What Is A Rainbow Table?
Generically, a rainbow table is nothing more than a time-storage trade-off. Instead of recomputing a function every time you want to attack it, a rainbow table is generated by pre-computing a large number of input permutations to that function. Then, given a result, it should be easy to look-up the result in a table to determine which input(s) generate it. That way, you can effectively reverse a non-reversible function...
Applied to hashing (and in this particular context, password hashing), a rainbow table is generated by generating a large number of candidate passwords (typically random, but may be dictionary based as well), and storing the password->hash mapping in a database or data file. Then simply look-up the hash that you have to get the plain text password that may have generated it.

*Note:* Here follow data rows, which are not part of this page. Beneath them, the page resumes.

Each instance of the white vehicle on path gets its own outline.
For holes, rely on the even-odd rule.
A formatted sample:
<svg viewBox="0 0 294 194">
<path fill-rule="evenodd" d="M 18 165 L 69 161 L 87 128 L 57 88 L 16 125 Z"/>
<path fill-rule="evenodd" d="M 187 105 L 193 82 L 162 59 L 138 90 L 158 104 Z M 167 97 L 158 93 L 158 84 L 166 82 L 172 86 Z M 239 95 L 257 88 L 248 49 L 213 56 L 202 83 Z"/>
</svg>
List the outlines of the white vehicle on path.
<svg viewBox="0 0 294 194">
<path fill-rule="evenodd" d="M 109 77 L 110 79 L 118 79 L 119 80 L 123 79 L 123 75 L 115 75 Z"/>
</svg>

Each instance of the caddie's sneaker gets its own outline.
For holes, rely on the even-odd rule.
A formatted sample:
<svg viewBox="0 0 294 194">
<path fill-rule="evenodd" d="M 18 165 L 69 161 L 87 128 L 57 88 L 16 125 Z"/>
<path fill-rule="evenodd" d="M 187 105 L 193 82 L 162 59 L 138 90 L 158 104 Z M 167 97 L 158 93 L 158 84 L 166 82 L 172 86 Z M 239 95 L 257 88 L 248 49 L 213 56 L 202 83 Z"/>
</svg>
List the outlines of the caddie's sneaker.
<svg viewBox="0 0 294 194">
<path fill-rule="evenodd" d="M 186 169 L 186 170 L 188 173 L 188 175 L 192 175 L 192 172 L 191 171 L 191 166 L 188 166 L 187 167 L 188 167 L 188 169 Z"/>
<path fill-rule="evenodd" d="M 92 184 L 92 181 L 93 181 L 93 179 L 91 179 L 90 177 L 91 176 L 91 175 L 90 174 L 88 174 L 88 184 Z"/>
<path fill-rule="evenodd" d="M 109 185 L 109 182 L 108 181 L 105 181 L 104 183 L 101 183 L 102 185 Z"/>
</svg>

The First Problem: Storage Space
For a rainbow table to be effective, it must have a lot of candidate passwords in it. Let's take a look at an MD5 rainbow table, and see how much storage space it will require. Let's also assume that it will be stored in MySQL with a char(10) column for the password, and binary(16) column for the hash (storing it in a binary format). So each row will have approximately 26 bytes of data (not including any overhead). And lets look at source passwords of all printable non-control ASCII characters (there are 77 of them).
|Length Of Password||Number Of Possibilities||Size Of Table|
|4 characters||35,153,041||913 MB|
|5 characters||2,706,784,157||70 GB|
|6 characters||208,422,380,089||5.4 TB|
|7 characters||16,048,523,266,853||417 TB|
|8 characters||1,235,736,291,547,681||32 PB (PetaBytes, 10^15)|
As you can see, the number of possibilities goes up quite fast as you support longer passwords. So that means for a rainbow table to be effective, it must actually reduce the number of possible candidates that it stores. After all, who would want to download 32 Petabytes to crack a hash? Sure, you could use a dictionary and permutations on the words to try to reduce the search space significantly without cutting down on effectiveness much (statistically speaking). But that also means a much greater resistance to strong-but-short passwords.

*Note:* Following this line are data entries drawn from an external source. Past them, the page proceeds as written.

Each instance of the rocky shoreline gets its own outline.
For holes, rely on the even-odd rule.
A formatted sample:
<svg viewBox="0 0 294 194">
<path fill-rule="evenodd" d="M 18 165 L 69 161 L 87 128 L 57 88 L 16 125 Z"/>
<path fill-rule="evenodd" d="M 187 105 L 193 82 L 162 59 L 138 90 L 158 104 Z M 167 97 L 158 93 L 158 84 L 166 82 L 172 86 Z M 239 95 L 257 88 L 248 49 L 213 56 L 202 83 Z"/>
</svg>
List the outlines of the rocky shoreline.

The Second Problem: Hash Algorithms
Hash algorithms are designed with two things in mind: security and speed. Their typical role is to create a MAC (message authentication code) for a document. So by hashing the document, you can tell if the original document is the same as long as the generated hashes match. So since they need to process a lot of data (potentially gigabytes or more), a key requirement is speed. In fact, most modern "secure" algorithms are even faster than their predecessors on modern hardware (for example, sha256 is several times faster than md5 which is much older).

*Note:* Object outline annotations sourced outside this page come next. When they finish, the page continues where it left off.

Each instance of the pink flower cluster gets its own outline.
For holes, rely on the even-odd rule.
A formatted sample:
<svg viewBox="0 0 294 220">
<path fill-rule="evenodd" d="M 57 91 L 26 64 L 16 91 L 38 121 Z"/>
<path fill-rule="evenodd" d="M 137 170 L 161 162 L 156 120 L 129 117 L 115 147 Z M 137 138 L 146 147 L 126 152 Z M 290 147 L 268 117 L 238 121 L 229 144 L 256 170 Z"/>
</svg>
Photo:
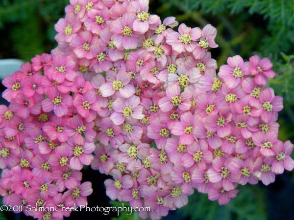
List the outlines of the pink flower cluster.
<svg viewBox="0 0 294 220">
<path fill-rule="evenodd" d="M 52 55 L 3 81 L 4 204 L 83 204 L 92 190 L 79 171 L 91 164 L 112 176 L 111 199 L 160 219 L 195 190 L 225 204 L 238 184 L 293 169 L 293 145 L 277 138 L 282 98 L 264 87 L 275 75 L 269 59 L 229 57 L 217 76 L 210 24 L 175 31 L 175 18 L 162 22 L 147 0 L 70 2 Z M 70 215 L 57 212 L 25 214 Z"/>
<path fill-rule="evenodd" d="M 70 56 L 31 61 L 2 82 L 10 103 L 0 106 L 0 195 L 26 215 L 61 220 L 93 191 L 90 182 L 81 182 L 80 170 L 94 159 L 99 98 Z"/>
</svg>

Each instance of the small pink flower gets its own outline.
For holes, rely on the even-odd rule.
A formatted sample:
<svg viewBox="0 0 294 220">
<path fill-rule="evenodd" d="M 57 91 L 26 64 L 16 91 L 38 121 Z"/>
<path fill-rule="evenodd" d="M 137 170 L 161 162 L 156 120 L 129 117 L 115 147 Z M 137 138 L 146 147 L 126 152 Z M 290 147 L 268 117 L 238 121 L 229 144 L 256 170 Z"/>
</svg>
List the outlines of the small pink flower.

The faster the hash function is, the less reason there is to use a rainbow table. After all, the rainbow table is just a time-storage trade-off (you're reducing time by using more storage). So since hash functions are only getting faster, the benefit of a rainbow table is diminished.
The Third Problem: Salts
Salts are a random token (usually used only once) that is combined with the password before hashing. They are specifically used to prevent the use of a rainbow table. Note that using a salt doesn't directly prevent a rainbow table from being used, it just reduces its effectiveness. It artificially increases the length of a password in the rainbow table (so to crack a 4 character password with a 4 character salt, you'd need to generate an 8 character rainbow table). In practice, most usual lengths of salts are too big to generate a universal rainbow table (for a 32 character salt and 8 character password, the rainbow table would need to be 2.8*10^75 bytes). So another method that attackers use is to steal the salt along with the hash, and then generate a new rainbow table for each salt. That's why it's so important to use a unique salt for each stored password (it reduces the return on investment that the new rainbow table will provide).
Why Were They Popular?
Rainbow tables were popular for one key reason: Up until very recently, disk was significantly cheaper than CPU time. It was easier to pre-compute the rainbow table (which can take a very long time) than to do hashes as needed.
The Reality Today
I know what you're thinking... "Isn't disk space even cheaper today than it was a few years ago?"... Yes it is. But CPU time is even cheaper by several orders of magnitude. In 2000, the cost of a hard drive was about $13 per gigabyte. Today, the cost of a hard drive is about $0.10 per gigabyte. That's 2 orders of magnitude! But if we look at a Pentium 3, it could achieve about 300 mflops (millions of floating point operations per second) for $825, for an average of $2.75 per mflop. A modern Intel i7 can do about 107,000 mflops for $999, averaging about $0.0093 per mflop. That's a 4 order or magnitude difference!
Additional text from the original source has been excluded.